Classic Apple Crisp
- Servings: 9-12
- Created by:
Ingredients
Filling:
- 6 whole apples peeled, cored, and diced; about 6 cups
- ¼ to ¾ cup brown sugar, depending on the sweetness/tartness of your apples
- 2 tablespoons melted butter
- 6 tablespoons apple juice
- 1 teaspoon ground cinnamon
- ¼ teaspoon ground nutmeg
- ¼ teaspoon ground ginger
- 3 tablespoons Unbleached All-Purpose Flour
- ¼ teaspoon salt
Topping:
- ¾ cup All-Purpose Flour
- ½ cup quick oats
- ¼ teaspoon salt, heaping
- 2/3 cup light brown sugar
- 1 teaspoon ground cinnamon
- ¾ teaspoon baking powder
- ½ cup (8 tablespoons) cold butter - cut in pats
- ½ cup diced pecans or walnuts, optional
Instructions
All:
- Preheat oven to 350°F.
- Butter individual ramekins or a 9” X 9” pan.
- Peel, Core, and Dice the apples about 1/4" thick.
- Toss with the remaining filling ingredients, and spread them evenly in the buttered pan or ramekins.
- To make the topping, whisk together the flour, oats, salt, sugar, cinnamon, and baking powder. Add the cold butter, working it in to make an unevenly crumbly mixture. Stir in the nuts, if you're using them. Spread the topping over the apples in the pan.
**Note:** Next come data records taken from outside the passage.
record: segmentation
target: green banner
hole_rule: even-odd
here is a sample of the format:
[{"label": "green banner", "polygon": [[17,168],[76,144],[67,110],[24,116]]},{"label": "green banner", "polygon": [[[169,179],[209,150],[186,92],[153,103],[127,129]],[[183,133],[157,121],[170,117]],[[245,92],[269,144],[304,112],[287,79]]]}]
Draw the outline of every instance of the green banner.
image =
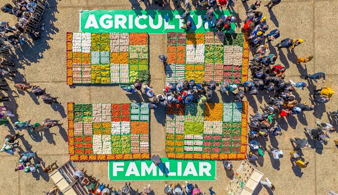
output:
[{"label": "green banner", "polygon": [[108,163],[111,181],[215,181],[216,161],[161,158],[156,166],[151,160],[114,160]]},{"label": "green banner", "polygon": [[[80,12],[80,31],[89,33],[143,32],[166,34],[168,32],[183,32],[183,24],[180,19],[183,10],[85,10]],[[211,29],[215,20],[235,12],[229,10],[215,11],[215,16],[211,21],[204,20],[206,17],[205,10],[192,10],[190,20],[192,29],[188,32],[215,31]],[[231,29],[226,32],[233,33],[235,24],[231,24]]]}]

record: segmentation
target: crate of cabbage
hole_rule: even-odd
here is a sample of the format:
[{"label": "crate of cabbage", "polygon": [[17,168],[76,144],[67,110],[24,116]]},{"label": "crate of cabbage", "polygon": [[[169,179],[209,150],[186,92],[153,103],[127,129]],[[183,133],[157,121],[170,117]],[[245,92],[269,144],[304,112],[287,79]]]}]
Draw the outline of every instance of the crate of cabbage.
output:
[{"label": "crate of cabbage", "polygon": [[68,103],[68,107],[72,160],[149,158],[147,103]]},{"label": "crate of cabbage", "polygon": [[171,104],[166,118],[167,156],[186,159],[245,158],[247,109],[243,108],[243,104],[245,105],[246,102],[203,105],[190,103],[185,107]]},{"label": "crate of cabbage", "polygon": [[68,84],[131,83],[137,78],[148,82],[147,33],[71,33],[67,61],[73,68],[68,69]]}]

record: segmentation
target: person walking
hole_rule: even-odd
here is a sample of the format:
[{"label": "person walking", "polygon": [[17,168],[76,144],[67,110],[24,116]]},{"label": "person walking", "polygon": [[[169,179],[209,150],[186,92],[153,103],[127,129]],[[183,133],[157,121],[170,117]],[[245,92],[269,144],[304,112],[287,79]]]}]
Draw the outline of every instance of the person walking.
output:
[{"label": "person walking", "polygon": [[292,87],[296,87],[298,89],[304,90],[304,87],[306,87],[307,86],[306,83],[302,81],[299,81],[295,83],[292,80],[290,79],[289,80],[289,82],[290,83],[290,84],[291,84]]},{"label": "person walking", "polygon": [[[307,79],[308,78],[313,79],[317,83],[322,83],[325,82],[325,73],[324,72],[317,72],[313,74],[308,74],[305,76],[305,79]],[[323,79],[323,82],[319,82],[317,80],[317,79],[319,80],[322,78]]]},{"label": "person walking", "polygon": [[297,59],[297,64],[300,64],[300,63],[306,63],[311,61],[313,59],[313,56],[310,54],[308,54],[308,55],[304,58],[298,58]]},{"label": "person walking", "polygon": [[331,98],[332,95],[335,94],[335,91],[330,87],[322,87],[319,89],[314,90],[314,91],[316,92],[314,96],[316,95],[325,95],[328,96],[329,98]]},{"label": "person walking", "polygon": [[276,5],[279,4],[281,0],[271,0],[267,4],[264,5],[264,6],[267,7],[267,9],[268,11],[270,11],[271,9],[272,8]]},{"label": "person walking", "polygon": [[293,145],[293,143],[296,144],[296,148],[303,148],[304,147],[307,147],[309,148],[311,148],[311,145],[309,144],[308,140],[305,138],[301,139],[298,137],[295,137],[295,139],[293,139],[290,138],[290,141]]},{"label": "person walking", "polygon": [[164,54],[160,54],[159,55],[159,60],[160,62],[163,63],[164,65],[166,65],[167,64],[167,60],[168,59],[167,56],[166,56]]},{"label": "person walking", "polygon": [[260,181],[260,184],[261,184],[263,186],[267,187],[268,188],[271,189],[271,191],[274,191],[275,190],[275,187],[272,184],[270,180],[267,178],[265,178],[265,181]]},{"label": "person walking", "polygon": [[271,155],[274,159],[279,160],[279,158],[283,158],[283,150],[271,147],[270,145],[268,146],[270,150],[267,150],[267,153]]}]

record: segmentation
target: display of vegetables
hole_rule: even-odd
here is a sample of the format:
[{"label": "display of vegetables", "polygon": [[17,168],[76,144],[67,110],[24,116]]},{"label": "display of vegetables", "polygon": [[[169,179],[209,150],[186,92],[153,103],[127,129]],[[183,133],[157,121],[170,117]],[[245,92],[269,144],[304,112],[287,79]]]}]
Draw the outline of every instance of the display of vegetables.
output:
[{"label": "display of vegetables", "polygon": [[[219,66],[223,68],[223,65],[219,65]],[[244,128],[241,122],[247,112],[243,110],[243,104],[245,103],[205,103],[200,106],[190,103],[185,105],[184,116],[177,115],[176,105],[170,104],[168,110],[173,111],[167,111],[166,117],[166,150],[168,157],[177,158],[177,155],[181,153],[192,152],[194,155],[194,153],[203,152],[215,154],[212,158],[218,159],[221,156],[216,154],[229,154],[233,152],[233,147],[241,149],[242,145],[246,146],[246,136],[243,136],[243,133],[247,131],[245,130],[245,132],[242,132]],[[247,128],[246,125],[245,127]],[[183,132],[177,131],[181,129]],[[234,151],[237,153],[246,152],[245,149],[237,152],[235,148]],[[172,156],[172,153],[176,154]],[[181,158],[185,156],[185,154]],[[196,156],[196,158],[203,158],[199,156]],[[204,158],[210,156],[205,155]]]},{"label": "display of vegetables", "polygon": [[[69,136],[76,135],[75,140],[74,138],[73,140],[69,138],[70,146],[72,144],[75,148],[70,147],[70,154],[97,156],[121,154],[122,158],[131,159],[132,156],[128,154],[140,153],[142,156],[142,154],[149,153],[148,104],[133,103],[131,106],[131,104],[73,104],[68,108],[72,110],[68,118],[74,122],[72,124],[69,122],[69,128],[72,128],[72,130],[69,130]],[[133,115],[131,110],[135,108],[140,110],[138,115],[143,117],[144,122],[130,121],[129,115]],[[114,121],[113,118],[116,117],[118,118],[118,121]],[[85,119],[90,119],[90,121]],[[181,120],[183,121],[184,117]],[[143,156],[147,157],[149,155]],[[95,160],[99,158],[89,159]]]},{"label": "display of vegetables", "polygon": [[[131,40],[130,34],[68,33],[71,40],[67,40],[67,49],[71,46],[72,50],[67,51],[67,83],[130,83],[140,75],[129,77],[129,71],[141,70],[143,80],[148,80],[148,34],[133,33]],[[184,61],[185,50],[182,52],[184,55],[179,55]],[[109,67],[91,68],[96,65]]]}]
- Set the ramekins on a parchment- or foil-lined cookie sheet, to catch any potential drips. Bake the crisp for about 60 minutes, until it's bubbling and the top is golden brown.
- Remove from the oven, and allow it to cool for at least 20 minutes before serving.
- Top each serving with Blue Ribbon Classics French Vanilla ice cream and drizzle some caramel sauce over it.